Ce n’est pas une légère incitation au lobbying. C’est une campagne de pression publique, et Ripple ne l’exécute pas seul. Plus de 200 organisations ont signé pour inciter le Congrès à avancer sur la loi CLARITY, Ripple et Coinbase en font partie. Par ailleurs, plus de 1 200 entreprises technologiques ont soutenu les efforts pour construire un cadre fédéral pour les cryptomonnaies à partir de zéro. Fidelity Investments a plaidé pour une action législative, soulignant le besoin croissant de certitude alors que l’argent institutionnel continue d’affluer dans les actifs numériques. Goldman Sachs a lancé des appels similaires. La coalition est large et elle se fait de plus en plus entendre.
Les mécanismes centraux du projet de loi sont importants ici.
Ce que fait réellement la loi CLARITY
La présentation d’Alderoty — projet de loi de protection des consommateurs — n’est pas qu’un discours. La législation propose des mesures plus strictes contre le blanchiment d’argent, de meilleurs outils d’application pour les agences de sécurité, et confère de nouveaux pouvoirs aux procureurs généraux des États pour traquer les mauvais acteurs. La sénatrice Cynthia Lummis, républicaine du Wyoming, a été la championne la plus visible du projet de loi au Sénat. Elle affirme que le cadre donnerait aux entreprises d’actifs numériques des règles opérationnelles plus claires tout en renforçant la capacité des régulateurs à lutter contre les comportements répréhensibles. Selon Lummis, les normes fédérales sont la pièce manquante — sans elles, les entreprises de cryptomonnaies opèrent dans le flou, et les consommateurs portent le risque.
Lauren Belive de Ripple, co-responsable mondiale des politiques publiques et gouvernementales, a présenté les enjeux de manière plus directe. Elle a averti que tuer la loi CLARITY pourrait exposer les utilisateurs de cryptomonnaies aux types de risques qui ont explosé en 2022, pointant directement l’effondrement de FTX comme exemple de mise en garde. C’est un argument difficile à ignorer. FTX a anéanti des milliards de fonds clients en partie parce que personne à Washington n’avait tracé de lignes claires autour de la garde, des divulgations ou de la surveillance des échanges. Le point de Belive est essentiellement que l’absence de règles n’a protégé personne — elle a juste laissé la porte ouverte.
Tout le monde n’est pas convaincu que le projet actuel est prêt.
Réserves des Démocrates du Sénat et la route à suivre
Certains Démocrates du Sénat ne sont pas convaincus. Leurs préoccupations se concentrent sur les lacunes en matière de surveillance et sur la question de savoir si les mesures de protection financière sont suffisamment solides dans la forme actuelle du projet de loi. Aucune modification spécifique n’a été détaillée publiquement — on ne sait pas encore quelles modifications de langage pourraient les rallier. Cette incertitude ralentit probablement le calendrier, bien que le projet de loi soit toujours en cours de délibération.

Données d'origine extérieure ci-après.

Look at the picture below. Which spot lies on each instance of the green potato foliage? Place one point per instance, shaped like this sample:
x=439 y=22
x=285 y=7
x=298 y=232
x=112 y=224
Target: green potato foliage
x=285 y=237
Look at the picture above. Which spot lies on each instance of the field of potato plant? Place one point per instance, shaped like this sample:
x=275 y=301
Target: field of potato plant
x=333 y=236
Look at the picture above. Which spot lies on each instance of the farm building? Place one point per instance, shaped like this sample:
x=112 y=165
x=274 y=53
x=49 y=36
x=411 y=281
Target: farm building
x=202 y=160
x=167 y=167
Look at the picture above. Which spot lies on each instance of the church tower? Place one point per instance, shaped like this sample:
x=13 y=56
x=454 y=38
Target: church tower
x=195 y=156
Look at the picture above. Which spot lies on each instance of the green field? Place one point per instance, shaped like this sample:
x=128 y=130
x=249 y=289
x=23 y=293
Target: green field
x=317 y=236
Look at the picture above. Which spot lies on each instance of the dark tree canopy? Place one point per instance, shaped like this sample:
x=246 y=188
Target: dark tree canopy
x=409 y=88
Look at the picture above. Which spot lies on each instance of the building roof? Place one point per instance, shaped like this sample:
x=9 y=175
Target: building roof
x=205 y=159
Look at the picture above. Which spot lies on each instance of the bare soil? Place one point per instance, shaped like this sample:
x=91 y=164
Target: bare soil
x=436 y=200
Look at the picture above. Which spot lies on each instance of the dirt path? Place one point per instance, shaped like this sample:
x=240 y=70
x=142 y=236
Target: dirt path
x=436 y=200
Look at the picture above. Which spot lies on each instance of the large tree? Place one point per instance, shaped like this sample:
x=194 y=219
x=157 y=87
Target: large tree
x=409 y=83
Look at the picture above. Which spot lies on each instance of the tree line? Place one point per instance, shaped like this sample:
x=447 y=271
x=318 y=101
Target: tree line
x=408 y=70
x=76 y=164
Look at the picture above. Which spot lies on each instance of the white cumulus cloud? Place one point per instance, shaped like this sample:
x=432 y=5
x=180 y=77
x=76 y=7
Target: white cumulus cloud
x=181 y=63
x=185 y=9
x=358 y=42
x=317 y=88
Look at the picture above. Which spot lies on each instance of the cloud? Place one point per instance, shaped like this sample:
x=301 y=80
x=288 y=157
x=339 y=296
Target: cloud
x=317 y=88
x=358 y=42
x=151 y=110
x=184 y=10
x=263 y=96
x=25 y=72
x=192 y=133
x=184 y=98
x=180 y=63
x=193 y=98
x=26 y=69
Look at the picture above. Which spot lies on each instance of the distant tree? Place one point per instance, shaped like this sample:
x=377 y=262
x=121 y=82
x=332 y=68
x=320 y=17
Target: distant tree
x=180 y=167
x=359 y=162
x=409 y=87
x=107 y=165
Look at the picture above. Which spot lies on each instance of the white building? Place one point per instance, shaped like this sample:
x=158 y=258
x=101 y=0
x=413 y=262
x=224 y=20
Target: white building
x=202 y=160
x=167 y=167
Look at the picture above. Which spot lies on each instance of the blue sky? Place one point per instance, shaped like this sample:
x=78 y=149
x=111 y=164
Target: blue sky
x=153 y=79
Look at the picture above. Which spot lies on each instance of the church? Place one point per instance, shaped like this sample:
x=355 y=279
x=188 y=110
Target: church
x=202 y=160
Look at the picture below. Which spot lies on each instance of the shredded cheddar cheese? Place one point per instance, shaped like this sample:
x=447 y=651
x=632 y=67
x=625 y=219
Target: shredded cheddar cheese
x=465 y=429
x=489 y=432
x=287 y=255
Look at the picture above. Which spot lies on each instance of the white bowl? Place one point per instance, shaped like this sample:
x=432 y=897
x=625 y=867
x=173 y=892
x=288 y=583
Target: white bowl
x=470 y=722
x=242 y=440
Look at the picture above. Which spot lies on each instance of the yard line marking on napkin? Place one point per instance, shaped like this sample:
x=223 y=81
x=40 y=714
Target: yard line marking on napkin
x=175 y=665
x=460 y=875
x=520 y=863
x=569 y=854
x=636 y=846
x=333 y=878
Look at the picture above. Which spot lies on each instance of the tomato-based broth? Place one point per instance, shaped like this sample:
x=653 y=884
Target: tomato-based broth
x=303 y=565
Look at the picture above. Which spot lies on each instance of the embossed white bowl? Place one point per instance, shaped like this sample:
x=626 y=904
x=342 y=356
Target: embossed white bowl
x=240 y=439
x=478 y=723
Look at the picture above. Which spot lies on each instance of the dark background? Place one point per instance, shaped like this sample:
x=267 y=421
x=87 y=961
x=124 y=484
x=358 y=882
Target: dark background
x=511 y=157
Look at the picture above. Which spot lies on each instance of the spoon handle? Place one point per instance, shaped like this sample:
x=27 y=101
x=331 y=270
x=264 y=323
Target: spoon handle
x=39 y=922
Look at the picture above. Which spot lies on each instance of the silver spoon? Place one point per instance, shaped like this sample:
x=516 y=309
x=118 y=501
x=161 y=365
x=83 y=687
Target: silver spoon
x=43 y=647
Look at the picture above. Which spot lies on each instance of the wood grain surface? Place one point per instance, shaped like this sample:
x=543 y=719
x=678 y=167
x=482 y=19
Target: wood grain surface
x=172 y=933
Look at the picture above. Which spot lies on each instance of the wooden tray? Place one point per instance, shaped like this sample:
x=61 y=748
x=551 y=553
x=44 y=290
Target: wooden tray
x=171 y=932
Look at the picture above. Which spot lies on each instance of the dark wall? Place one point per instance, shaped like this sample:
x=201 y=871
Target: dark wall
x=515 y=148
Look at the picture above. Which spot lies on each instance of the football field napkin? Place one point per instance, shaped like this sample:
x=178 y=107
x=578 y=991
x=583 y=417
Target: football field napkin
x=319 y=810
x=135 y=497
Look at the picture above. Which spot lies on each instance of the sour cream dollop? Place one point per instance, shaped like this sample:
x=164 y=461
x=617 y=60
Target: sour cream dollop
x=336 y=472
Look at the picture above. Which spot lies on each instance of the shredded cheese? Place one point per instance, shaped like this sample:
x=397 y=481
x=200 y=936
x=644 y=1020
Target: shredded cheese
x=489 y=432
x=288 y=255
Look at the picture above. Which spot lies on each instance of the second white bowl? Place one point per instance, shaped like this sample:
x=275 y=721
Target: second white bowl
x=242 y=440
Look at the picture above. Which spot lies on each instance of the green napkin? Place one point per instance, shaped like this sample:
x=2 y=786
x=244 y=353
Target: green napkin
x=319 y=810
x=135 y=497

Ripple n’attend pas tranquillement. L’entreprise a lancé une campagne de sensibilisation publique qui comprend un élément physique — le camion de la loi Ripple CLARITY — déployé pour attirer l’attention sur la législation et ses avantages potentiels. C’est une démarche inhabituelle pour une entreprise de cryptomonnaie, qui sort l’effort de lobbying du Capitole et le porte dans les espaces publics. Difficile de dire si cela influencera les votes. Mais cela indique que Ripple voit la fenêtre politique comme étroite et vaut la peine d’y consacrer de véritables ressources.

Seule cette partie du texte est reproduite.